Este impávido gesto feminino era considerado de grande poder, capaz de causar
uma tempestade ou acalmar os oceanos. O evento egípcio registrado por Heródoto
como testemunha ocular foi o festival anual de Budapeste, a deidade envolvida
nessas celebrações era a deusa-gata Bast ou Bastet (curioso notar a associação
da genitália feminina com a felina -puzzy- presente em diversas lendas mitológicas) esta deusa era
padroeira dos prazeres, das danças, da música e da alegria. Centenas de foliões
se reuniam em barcos para celebrar a deusa, ao passarem pelas aldeias, algumas
mulheres dançavam enquanto outras erguiam suas saias. Heródoto então deu a este
ato explícito o nome de: anasuromai, derivado
de uma palavra grega que significa “erguer as próprias roupas”.

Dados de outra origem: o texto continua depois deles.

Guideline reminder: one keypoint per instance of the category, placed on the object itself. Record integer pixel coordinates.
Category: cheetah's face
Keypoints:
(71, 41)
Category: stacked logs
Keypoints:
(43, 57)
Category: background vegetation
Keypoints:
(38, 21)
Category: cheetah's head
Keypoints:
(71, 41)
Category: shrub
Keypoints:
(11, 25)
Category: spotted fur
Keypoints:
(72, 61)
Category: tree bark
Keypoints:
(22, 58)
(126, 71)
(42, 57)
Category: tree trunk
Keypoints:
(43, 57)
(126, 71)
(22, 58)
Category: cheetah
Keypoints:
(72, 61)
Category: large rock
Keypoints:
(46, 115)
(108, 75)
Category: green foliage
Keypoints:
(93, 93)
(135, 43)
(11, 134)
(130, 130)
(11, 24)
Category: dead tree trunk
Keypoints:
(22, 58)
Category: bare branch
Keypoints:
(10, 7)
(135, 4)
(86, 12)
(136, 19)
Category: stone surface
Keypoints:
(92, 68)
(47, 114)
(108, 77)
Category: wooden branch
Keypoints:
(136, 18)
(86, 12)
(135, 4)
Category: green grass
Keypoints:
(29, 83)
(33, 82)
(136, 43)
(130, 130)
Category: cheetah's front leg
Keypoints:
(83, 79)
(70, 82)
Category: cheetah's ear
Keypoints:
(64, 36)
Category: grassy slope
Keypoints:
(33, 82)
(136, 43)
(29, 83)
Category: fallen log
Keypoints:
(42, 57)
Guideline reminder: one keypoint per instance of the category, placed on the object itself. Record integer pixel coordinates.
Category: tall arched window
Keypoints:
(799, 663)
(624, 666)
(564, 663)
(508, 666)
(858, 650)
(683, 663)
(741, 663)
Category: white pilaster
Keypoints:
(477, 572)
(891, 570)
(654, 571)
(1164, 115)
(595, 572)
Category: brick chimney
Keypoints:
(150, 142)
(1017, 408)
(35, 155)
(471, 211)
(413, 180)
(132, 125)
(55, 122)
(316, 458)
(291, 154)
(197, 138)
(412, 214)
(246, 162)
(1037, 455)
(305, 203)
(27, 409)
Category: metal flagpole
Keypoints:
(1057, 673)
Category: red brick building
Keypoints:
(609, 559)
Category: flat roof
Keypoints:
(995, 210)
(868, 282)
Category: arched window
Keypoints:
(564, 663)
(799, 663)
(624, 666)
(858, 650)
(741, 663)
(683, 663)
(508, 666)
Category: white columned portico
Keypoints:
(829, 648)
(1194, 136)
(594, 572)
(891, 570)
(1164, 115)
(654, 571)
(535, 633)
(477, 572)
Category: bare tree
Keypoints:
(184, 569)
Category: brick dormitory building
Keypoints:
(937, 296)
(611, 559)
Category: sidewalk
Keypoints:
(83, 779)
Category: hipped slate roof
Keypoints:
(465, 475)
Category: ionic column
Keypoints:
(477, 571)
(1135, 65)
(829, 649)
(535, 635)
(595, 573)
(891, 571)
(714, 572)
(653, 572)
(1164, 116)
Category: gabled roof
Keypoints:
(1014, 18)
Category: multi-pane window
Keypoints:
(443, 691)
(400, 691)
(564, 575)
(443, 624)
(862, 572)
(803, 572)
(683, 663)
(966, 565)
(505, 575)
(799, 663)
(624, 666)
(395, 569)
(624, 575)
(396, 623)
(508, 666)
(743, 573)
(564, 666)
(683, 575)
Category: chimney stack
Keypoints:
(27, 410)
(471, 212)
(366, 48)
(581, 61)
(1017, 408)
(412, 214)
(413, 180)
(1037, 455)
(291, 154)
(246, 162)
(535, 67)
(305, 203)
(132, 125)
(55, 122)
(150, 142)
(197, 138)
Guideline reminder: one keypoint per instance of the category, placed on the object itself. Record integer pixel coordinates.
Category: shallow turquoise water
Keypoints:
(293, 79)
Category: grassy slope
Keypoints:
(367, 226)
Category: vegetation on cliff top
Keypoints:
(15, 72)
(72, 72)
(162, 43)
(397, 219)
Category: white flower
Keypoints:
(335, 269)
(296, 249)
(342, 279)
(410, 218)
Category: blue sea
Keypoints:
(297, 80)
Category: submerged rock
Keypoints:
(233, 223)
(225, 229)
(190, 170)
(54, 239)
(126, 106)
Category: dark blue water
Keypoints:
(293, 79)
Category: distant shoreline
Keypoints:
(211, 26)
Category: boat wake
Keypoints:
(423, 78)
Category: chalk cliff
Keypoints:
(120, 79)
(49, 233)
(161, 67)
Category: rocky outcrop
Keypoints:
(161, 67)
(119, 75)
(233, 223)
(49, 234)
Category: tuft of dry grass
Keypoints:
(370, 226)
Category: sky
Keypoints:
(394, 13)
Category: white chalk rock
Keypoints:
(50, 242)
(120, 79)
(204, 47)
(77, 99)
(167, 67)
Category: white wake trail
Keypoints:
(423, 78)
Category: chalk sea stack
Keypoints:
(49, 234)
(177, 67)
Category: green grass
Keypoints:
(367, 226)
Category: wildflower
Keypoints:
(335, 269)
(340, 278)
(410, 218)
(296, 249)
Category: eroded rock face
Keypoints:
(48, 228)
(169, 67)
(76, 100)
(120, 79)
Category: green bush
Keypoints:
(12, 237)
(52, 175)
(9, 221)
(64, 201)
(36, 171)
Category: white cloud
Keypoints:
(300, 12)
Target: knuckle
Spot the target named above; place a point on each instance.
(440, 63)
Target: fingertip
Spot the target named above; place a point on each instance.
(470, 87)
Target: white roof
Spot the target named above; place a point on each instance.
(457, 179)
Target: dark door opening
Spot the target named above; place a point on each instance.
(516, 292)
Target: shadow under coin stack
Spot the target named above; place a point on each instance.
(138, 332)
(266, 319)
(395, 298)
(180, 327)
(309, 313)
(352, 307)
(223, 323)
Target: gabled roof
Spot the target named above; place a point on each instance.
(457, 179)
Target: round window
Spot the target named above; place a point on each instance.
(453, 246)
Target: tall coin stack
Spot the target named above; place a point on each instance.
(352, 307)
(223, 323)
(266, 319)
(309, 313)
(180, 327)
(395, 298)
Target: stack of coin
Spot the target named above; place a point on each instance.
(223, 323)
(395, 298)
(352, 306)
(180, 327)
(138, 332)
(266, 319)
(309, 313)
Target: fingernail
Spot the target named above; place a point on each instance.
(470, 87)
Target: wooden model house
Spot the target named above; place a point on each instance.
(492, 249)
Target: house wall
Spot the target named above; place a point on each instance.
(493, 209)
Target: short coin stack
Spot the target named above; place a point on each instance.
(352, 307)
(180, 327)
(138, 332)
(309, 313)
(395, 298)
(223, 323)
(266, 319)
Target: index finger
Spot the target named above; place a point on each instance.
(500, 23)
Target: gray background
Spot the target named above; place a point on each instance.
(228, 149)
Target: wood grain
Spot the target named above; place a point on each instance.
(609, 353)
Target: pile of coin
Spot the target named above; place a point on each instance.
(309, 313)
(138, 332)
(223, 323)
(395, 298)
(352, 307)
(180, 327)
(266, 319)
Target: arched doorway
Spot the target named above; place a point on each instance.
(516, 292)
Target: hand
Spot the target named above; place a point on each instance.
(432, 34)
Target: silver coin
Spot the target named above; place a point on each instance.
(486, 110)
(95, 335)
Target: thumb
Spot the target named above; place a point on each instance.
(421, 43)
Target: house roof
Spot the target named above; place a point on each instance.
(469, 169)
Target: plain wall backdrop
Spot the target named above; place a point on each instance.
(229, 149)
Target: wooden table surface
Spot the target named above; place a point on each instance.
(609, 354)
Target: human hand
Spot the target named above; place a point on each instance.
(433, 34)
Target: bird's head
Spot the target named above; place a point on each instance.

Plínio, outro historiador do
mundo antigo, escreveu no século I DC em sua História Natural , que tempestades com tufões e relâmpagos podiam
ser apaziguados quando confrontados com a imagem de uma mulher nua. Ou seja, a
visão de uma mulher expondo deliberadamente a sua vulva é tida como capaz de
impedir que o mal aconteça. Ademais, o
exame das lendas sobre a exposição da vagina revela dois modelos: uma que se
concentra nos efeitos de afastar o mal, e outros, nos efeitos de aumentar a
fertilidade das lavouras ou dos próprios animais. O curioso é que todos os relatos históricos
mostram que esta exibição era feita coletivamente, por grupos de mulheres; mais
uma vez mostrando a força e o poder do coletivo feminino. E estas crenças foram
sendo mantida por gerações e gerações.
Voltando ao nosso tema, da Marcha
das Vadias, trago o seguinte questionamento. Será que é possível que estas
mulheres agora no século XXI estejam de alguma forma retomando este poder, que
por tantas Eras foi reprimido: “Senta direito menina... fecha as pernas”. Este
excessivo pudor não foi uma forma no nos reprimir através dos tempos? E agora,
cheias de coragem e autoconfiança saímos às ruas expondo este poder? Infelizmente
se estivéssemos nuas provavelmente antes de terminar a passeata estaríamos presas em uma delegacia por atentado ao pudor;
mas sim, cobertas com poucas roupas e autorizando o arbítrio de usa-las sem ser
taxadas como vulgares? Seria um resgate desta crença?
É irônico chamar a nossa
sociedade de moderna, mas o patriarcado por anos coibiu estas mulheres tão
poderosas que nuas eram capazes de terminar guerras e hoje, na sociedade em que
vivemos, precisam realizar movimentos como estes, ou são ridicularizadas por
outras mulheres, que infelizmente não sabem nada de história. Não acho que é
preciso instigar uma competição entre os sexos, mas sim, que as pessoas se
informem, leiam, estudem, só assim poderemos desenvolver nosso senso critico e
opinar de maneira mais justa e com o foco na evolução da nossa sociedade.
Que dominação é essa que culpa a mulher por ser estuprada? Que reverso terrível e triste da nossa história, onde está nosso poder?
MULHERES UNIDAS, JAMAIS SERÃO VENCIDAS!!!